In this article, we will discuss how to find smallest number in an Arrays and List

1. Finding Smallest number in an Arrays

We will follow below 3 approaches to get Smallest number in an Arrays

  • Using SortedSet and TreeSet
  • Using Arrays sorting
  • Using Iterative approach

1.1 Using SortedSet & TreeSet approach

  • Create TreeSet object with SortedSet reference and pass anonymous Comparator object with logic for descending-order sorting of integer numbers
  • And add actual Arrays (as List after converting) to newly created TreeSet object which will sort integer numbers in descending order
  • Now, elements inside TreeSet object will be sorted according to descending-order and last element will be the smallest element
  • Using last() method of SortedSet reference, we can get last element and that will be the smallest element

FindSmallestNumberInAnArraysUsingTreeSet.java

package in.bench.resources.smallest.number;

import java.time.Duration;
import java.time.LocalTime;
import java.util.Arrays;
import java.util.Comparator;
import java.util.SortedSet;
import java.util.TreeSet;

public class FindSmallestNumberInAnArraysUsingTreeSet {

	public static void main(String[] args) {

		// random numbers
		Integer[] numbers = {5, 9, 11, 2, 8, 21, 1};


		// print to console
		System.out.println("Original Integer Arrays - " 
				+ Arrays.toString(numbers));


		// Execution - start time
		LocalTime startTime = LocalTime.now();


		// sort Integer[] arrays using TreeSet - stores in DESC order
		SortedSet<Integer> sortedSet = new TreeSet<Integer>(
				new Comparator<Integer>() {

					@Override
					public int compare(Integer i1, Integer i2) {
						return Integer.compare(i2, i1);
					}
				}
				);


		// add int[] arrays elements to TreeSet
		sortedSet.addAll(Arrays.asList(numbers));


		// get smallest number in an Arrays
		int smallestNumber = sortedSet.last();


		// Execution - end time
		LocalTime endTime = LocalTime.now();


		// find difference
		Duration duration = Duration.between(startTime, endTime);
		long differenceInNano = duration.getNano();


		// print sum to console
		System.out.println("\nSmallest number in an Arrays is - "
				+ smallestNumber);


		// print execution time in Nano seconds
		System.out.println("\nExecution time - "
				+ differenceInNano + " ns");
	}
}

Output:

Original Integer Arrays - [5, 9, 11, 2, 8, 21, 1]

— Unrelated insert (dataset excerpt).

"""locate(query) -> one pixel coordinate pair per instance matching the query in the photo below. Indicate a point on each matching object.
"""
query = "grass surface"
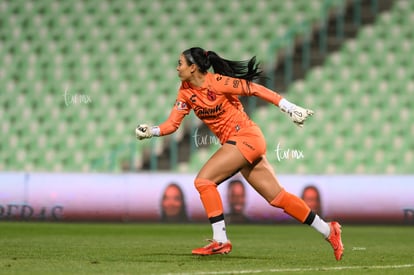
(66, 248)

Smallest number in an Arrays is - 1

Execution time - 0 ns

1.2 Using Arrays sorting approach

  • First step is to sort Arrays of integer numbers using Arrays.sort() method in descending order
  • Arrays.sort() method accepts 2 input-arguments
    • 1st argument is the actual Arrays to be sorted
    • 2nd argument is the anonymous Comparator object with logic for descending-order sorting of integer numbers
  • After sorting, get smallest number by passing index of last element to integer Arrays

FindSmallestNumberInAnArraysUsingSortMethod.java

package in.bench.resources.smallest.number;

import java.time.Duration;
import java.time.LocalTime;
import java.util.Arrays;
import java.util.Comparator;

public class FindSmallestNumberInAnArraysUsingSortMethod {

	public static void main(String[] args) {

		// random numbers
		Integer[] numbers = {5, 9, 11, 2, 8, 21, 1};


		// print to console
		System.out.println("Original Integer Arrays - " 
				+ Arrays.toString(numbers));


		// Execution - start time
		LocalTime startTime = LocalTime.now();


		// sort Arrays elements in descending order
		Arrays.sort(numbers, new Comparator<Integer>() {

			@Override
			public int compare(Integer i1, Integer i2) {
				return Integer.compare(i2, i1);
			}
		});


		// last element will be smallest number in an Arrays
		int smallestNumber = numbers[numbers.length - 1];


		// Execution - end time
		LocalTime endTime = LocalTime.now();


		// find difference
		Duration duration = Duration.between(startTime, endTime);
		long differenceInNano = duration.getNano();


		// print sum to console
		System.out.println("\nSmallest number in an Arrays is - "
				+ smallestNumber);


		// print execution time in Nano seconds
		System.out.println("\nExecution time - "
				+ differenceInNano + " ns");
	}
}

Output:

Original Integer Arrays - [5, 9, 11, 2, 8, 21, 1]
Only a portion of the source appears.